Etwas anderes schwirrt mir dabei noch durch den Kopf: Im Falle der Kreuzung
schreien viele "Wie kann man nur". Wenn es aber funktioniert, der
Züchter (!) damit Erfolg und seinen Stamm verbessert hat, dann freuen sich alle
über den errungenen Zuchtfortschritt und den positiven Trend der Rasse.

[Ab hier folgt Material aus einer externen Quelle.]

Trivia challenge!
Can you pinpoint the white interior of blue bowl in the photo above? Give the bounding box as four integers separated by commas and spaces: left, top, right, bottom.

Natürlich ist es etwas anderes, ob Farbenschläge einer Rasse miteinander
verpaart werden, oder ob man eine Fremdrasse einkreuzt, wodurch sich auch das
Temperament einer Rasse verändern kann.
Aber dann ist es wieder so, dass man auch argumentieren kann, dass sich Rassen
natürlicherweise (!) im Laufe der Zeit verändern, da Ansprüche an die Zucht und
"Zuchtfortschritt" nun einmal keine statischen Begriffe sind und sich
immer wieder verändern über die gezüchteten Generationen.
Scheinbar aber ist Rassekaninchenzucht etwas, was konservieren will, was numal
aus der Natur der Sache heraus nicht zu konservieren ist! =1
Man denke nur, was man heute mit Spitzentieren des Jahres 1920 machen würde...
Keinen Blumenpott oder Tonkrug
würde man gewinnen!
Und wieso? Weil in der Zwischenzeit Züchter selektiert haben, kreuzten und die
Bemühungen dahin gelenkt haben, das angestrebte Ideal zu erreichen und die
Ansprüche dabei immer höher zu schrauben. Dabei mag sich der Standardtext
gehalten aber die Tiere sich immer verändert haben!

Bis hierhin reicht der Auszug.